Why? The central difference between all “big data” systems and other systems is this: Reporting/BI/DW systems generally feature high foreknowledge of data models, whereas big data systems do not. Figure 1 describes the taxonomy. Reporting systems typically feature both low query and low model uncertainty: Both data model and query can be programmed and report execution scheduled. BI/DW, in contrast, is inherently built to support query unpredictability against known models; this is the basis for most ETL technologies that extract data from production systems, prep it according to a preordained data model, and load it into the BI/DW system. Big data, in contrast, seeks to discover both models and queries based on patterns in the data.

Figure 1: Juxtaposing Reporting, BI/DW, and Big Data Applications

As shops gain experience with both systems and models, the underlying query and model capabilities start to become better understood. Thus, today’s big data application, which generates experience by turning data patterns into data models, starts to take on operational attributes of a BI/DW system. We’re seeing this in shops that are starting to use Hadoop and related tools as a complement or substitute for traditional BI/DW systems. Similarly, as shops gain experience with BI/DW queries, reports can be written and distributed, which reduces the operational burden on the BI/DW system.
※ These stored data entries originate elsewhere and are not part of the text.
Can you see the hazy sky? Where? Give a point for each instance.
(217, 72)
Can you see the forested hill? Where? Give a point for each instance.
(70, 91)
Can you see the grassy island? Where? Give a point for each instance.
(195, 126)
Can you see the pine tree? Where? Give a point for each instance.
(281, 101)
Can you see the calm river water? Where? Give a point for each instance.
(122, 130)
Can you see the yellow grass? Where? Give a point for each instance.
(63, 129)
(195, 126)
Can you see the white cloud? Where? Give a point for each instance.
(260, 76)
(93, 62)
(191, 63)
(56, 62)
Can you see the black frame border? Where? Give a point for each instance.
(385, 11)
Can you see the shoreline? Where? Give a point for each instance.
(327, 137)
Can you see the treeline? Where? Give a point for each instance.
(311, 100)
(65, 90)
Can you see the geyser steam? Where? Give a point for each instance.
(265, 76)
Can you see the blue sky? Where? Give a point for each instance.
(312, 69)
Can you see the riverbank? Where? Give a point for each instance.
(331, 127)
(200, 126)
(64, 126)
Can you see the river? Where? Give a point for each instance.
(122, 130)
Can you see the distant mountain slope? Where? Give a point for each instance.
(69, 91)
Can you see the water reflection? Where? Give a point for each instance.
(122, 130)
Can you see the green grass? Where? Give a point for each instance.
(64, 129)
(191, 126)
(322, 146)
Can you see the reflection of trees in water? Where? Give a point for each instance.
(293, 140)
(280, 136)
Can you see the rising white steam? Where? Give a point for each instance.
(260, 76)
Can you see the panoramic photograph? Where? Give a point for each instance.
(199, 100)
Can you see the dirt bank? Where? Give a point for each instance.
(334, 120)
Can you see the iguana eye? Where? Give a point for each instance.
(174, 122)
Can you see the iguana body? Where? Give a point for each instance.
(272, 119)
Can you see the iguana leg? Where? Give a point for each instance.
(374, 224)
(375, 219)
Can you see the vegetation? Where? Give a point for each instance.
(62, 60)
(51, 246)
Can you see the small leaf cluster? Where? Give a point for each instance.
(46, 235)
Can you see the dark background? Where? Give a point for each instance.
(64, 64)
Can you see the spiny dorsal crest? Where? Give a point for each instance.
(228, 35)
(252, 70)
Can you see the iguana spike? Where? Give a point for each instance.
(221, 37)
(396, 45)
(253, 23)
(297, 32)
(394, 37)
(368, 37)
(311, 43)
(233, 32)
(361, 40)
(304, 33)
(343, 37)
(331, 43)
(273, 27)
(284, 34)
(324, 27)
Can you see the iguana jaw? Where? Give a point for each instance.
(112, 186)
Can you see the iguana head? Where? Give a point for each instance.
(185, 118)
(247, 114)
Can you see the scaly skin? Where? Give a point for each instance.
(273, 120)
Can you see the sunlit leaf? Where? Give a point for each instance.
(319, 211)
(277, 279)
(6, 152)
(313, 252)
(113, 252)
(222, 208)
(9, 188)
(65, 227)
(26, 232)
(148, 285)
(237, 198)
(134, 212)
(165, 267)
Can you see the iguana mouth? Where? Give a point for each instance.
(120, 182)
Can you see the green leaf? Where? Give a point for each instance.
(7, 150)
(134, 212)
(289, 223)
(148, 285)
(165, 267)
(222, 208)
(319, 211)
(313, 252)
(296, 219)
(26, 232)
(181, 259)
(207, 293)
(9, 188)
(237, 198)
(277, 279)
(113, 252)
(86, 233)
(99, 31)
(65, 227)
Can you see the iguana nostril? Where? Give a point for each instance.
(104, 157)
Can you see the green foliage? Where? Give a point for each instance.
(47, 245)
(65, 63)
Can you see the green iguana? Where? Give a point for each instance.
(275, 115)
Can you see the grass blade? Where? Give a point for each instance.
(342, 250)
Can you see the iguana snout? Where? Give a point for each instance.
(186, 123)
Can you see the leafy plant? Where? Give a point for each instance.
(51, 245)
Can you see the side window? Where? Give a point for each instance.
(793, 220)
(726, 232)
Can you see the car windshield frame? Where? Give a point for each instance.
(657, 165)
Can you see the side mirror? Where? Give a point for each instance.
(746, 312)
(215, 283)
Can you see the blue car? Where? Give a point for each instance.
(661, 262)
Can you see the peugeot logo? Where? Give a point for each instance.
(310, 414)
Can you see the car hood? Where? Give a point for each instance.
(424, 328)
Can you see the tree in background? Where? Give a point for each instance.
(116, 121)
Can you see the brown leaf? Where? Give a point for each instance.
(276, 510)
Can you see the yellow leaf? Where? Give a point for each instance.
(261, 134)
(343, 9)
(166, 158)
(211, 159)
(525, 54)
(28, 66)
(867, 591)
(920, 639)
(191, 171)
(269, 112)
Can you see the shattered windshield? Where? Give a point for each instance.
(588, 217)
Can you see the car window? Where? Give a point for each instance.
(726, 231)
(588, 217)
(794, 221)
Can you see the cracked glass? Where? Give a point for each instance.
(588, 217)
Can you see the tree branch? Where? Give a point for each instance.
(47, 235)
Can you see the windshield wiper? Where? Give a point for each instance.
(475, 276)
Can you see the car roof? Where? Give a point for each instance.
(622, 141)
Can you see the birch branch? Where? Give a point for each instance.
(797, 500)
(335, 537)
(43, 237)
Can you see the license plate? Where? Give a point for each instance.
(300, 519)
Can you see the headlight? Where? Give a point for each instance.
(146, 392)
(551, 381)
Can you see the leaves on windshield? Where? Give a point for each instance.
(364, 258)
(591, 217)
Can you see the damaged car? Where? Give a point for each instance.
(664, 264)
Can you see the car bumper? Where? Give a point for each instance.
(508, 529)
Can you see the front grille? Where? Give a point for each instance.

Mainframe Data Mover Spending Is A Bright Spot

While the big data ecosystem is built on open source software, the specialized needs of mainframe-to-big-data movement requires specialized tools. Companies like IBM, BMC, Oracle, Syncsort, CA, and others offer technology sets that serve the needs of both mainframe app owners and big data administrators. Moreover, our conversations with users on theCUBE and elsewhere strongly indicate that even the modest degree of operational stability being built into analytic pipelines is enough to encourage greater integration between mainframe sources of data and data link data sinks.
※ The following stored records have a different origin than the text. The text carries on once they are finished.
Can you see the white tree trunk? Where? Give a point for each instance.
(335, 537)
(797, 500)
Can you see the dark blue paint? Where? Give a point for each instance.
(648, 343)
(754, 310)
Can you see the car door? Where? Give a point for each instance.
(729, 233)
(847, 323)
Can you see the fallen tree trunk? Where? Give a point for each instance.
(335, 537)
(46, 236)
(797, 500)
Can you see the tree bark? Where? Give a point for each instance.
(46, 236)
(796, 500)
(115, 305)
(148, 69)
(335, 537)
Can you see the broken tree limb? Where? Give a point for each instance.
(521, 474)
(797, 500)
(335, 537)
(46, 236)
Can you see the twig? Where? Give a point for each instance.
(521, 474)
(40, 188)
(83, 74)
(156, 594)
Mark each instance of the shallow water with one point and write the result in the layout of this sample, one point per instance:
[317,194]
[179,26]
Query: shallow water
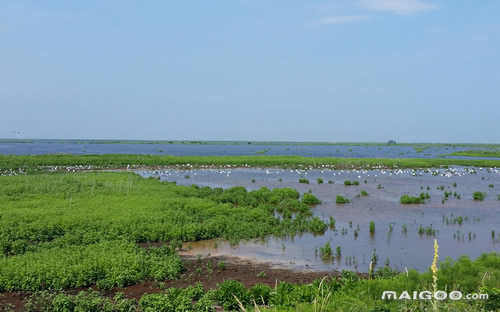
[362,151]
[402,249]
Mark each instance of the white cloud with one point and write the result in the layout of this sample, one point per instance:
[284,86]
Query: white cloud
[401,7]
[342,19]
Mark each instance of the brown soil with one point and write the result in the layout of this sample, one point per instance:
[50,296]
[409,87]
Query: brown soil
[206,271]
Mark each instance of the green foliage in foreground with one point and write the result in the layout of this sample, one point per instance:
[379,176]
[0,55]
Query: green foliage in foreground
[123,160]
[347,293]
[60,231]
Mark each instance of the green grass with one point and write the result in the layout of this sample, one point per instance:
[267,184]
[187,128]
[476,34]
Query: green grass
[348,292]
[123,160]
[66,231]
[62,231]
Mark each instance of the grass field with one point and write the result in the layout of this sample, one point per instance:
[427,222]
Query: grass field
[67,231]
[11,162]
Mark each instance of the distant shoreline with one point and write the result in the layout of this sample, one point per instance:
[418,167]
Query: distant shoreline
[117,161]
[421,145]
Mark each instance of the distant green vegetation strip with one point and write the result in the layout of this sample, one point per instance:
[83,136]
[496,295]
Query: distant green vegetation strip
[472,153]
[419,146]
[123,160]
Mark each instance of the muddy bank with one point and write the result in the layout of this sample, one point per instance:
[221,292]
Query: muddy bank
[207,271]
[403,235]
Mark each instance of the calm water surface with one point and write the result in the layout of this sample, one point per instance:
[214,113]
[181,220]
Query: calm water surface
[361,151]
[391,243]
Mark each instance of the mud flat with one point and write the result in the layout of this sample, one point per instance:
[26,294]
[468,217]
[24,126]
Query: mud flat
[404,234]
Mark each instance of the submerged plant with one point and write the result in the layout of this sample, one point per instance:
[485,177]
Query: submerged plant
[341,200]
[478,196]
[325,251]
[372,227]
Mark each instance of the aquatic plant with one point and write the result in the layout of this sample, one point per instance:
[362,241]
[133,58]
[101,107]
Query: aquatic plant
[341,200]
[407,199]
[310,199]
[326,251]
[372,227]
[434,270]
[478,196]
[332,223]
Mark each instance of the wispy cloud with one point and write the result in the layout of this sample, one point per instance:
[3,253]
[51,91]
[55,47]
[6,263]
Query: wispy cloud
[342,19]
[401,7]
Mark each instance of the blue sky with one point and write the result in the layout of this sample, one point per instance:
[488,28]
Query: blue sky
[359,70]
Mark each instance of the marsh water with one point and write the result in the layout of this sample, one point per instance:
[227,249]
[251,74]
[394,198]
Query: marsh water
[81,147]
[461,225]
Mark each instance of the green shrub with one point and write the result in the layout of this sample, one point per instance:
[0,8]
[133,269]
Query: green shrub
[261,294]
[341,200]
[310,199]
[227,290]
[407,199]
[478,196]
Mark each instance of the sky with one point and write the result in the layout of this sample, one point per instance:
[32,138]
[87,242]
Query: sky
[285,70]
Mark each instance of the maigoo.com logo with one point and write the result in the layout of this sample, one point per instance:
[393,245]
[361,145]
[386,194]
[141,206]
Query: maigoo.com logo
[429,295]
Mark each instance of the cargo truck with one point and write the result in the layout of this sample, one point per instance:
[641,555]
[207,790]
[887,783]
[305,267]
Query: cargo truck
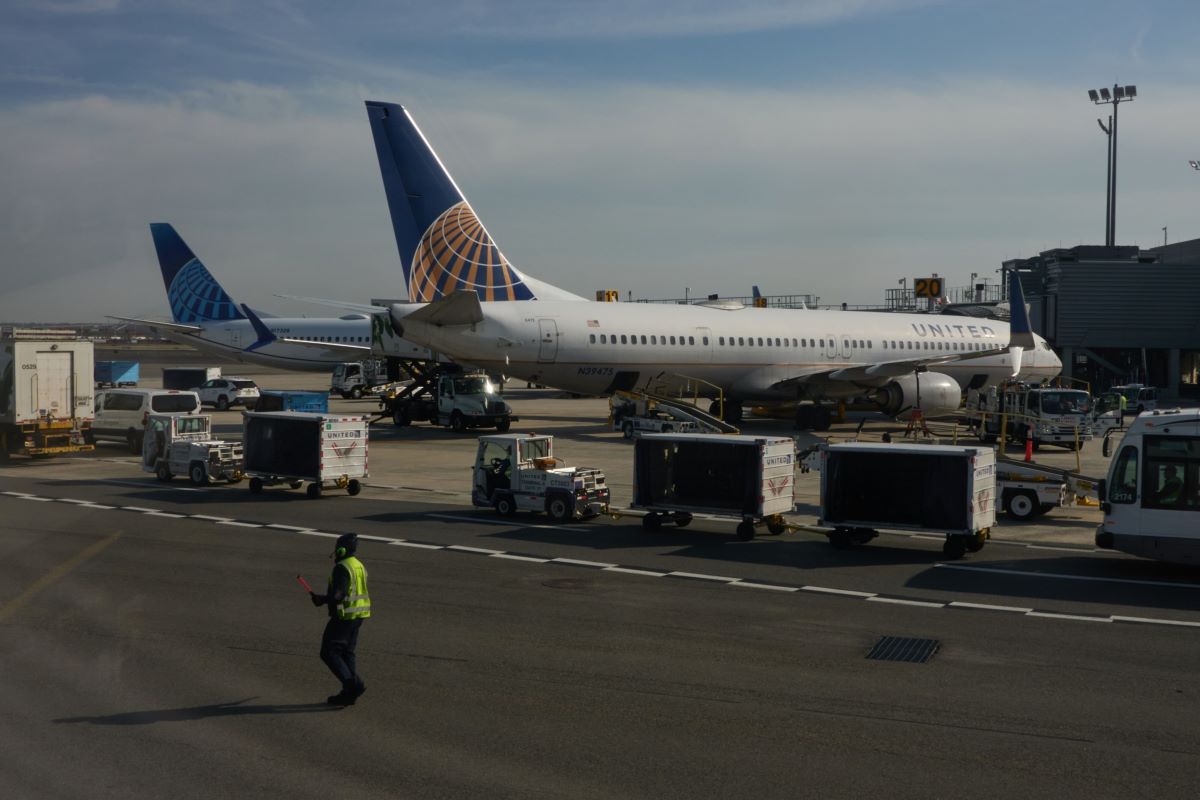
[677,475]
[933,488]
[187,378]
[293,447]
[46,396]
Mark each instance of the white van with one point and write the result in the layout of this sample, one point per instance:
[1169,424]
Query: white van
[121,413]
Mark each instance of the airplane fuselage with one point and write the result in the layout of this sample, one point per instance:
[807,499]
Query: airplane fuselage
[749,353]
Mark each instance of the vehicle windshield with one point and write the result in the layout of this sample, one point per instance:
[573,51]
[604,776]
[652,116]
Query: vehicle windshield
[472,385]
[1066,402]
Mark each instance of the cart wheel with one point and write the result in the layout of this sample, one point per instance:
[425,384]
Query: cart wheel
[505,505]
[1021,505]
[561,509]
[955,547]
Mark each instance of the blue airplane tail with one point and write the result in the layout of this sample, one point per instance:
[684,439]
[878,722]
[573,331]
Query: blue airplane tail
[193,294]
[443,246]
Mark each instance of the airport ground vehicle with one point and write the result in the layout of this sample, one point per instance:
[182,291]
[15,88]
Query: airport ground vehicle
[677,475]
[46,396]
[225,392]
[1045,414]
[353,379]
[519,471]
[121,414]
[449,397]
[117,373]
[183,444]
[292,400]
[940,488]
[294,447]
[186,378]
[1152,493]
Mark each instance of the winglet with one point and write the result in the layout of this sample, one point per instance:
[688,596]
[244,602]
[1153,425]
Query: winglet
[264,334]
[1020,332]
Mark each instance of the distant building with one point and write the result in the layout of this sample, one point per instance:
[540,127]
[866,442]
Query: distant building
[1120,314]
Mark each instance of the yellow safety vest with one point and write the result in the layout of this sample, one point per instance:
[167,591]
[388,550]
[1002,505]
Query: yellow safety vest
[357,603]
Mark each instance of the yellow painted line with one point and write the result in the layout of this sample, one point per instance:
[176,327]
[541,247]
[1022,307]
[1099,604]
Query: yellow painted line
[57,573]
We believe that tools that can assert high quality data movement and security policies will be increasingly in demand from both mainframe and big data constituencies. These tools are becoming more available and better known, which is driving growth in the mainframe-to-big data market at 25% CAGR, to just over $2.3B globally in 2020 (see Figure 2). This is healthy growth, by an measure. Indeed, our research shows that mainframe-to-big-data integration spending will be the primary bright spot in the market for mainframe-based software.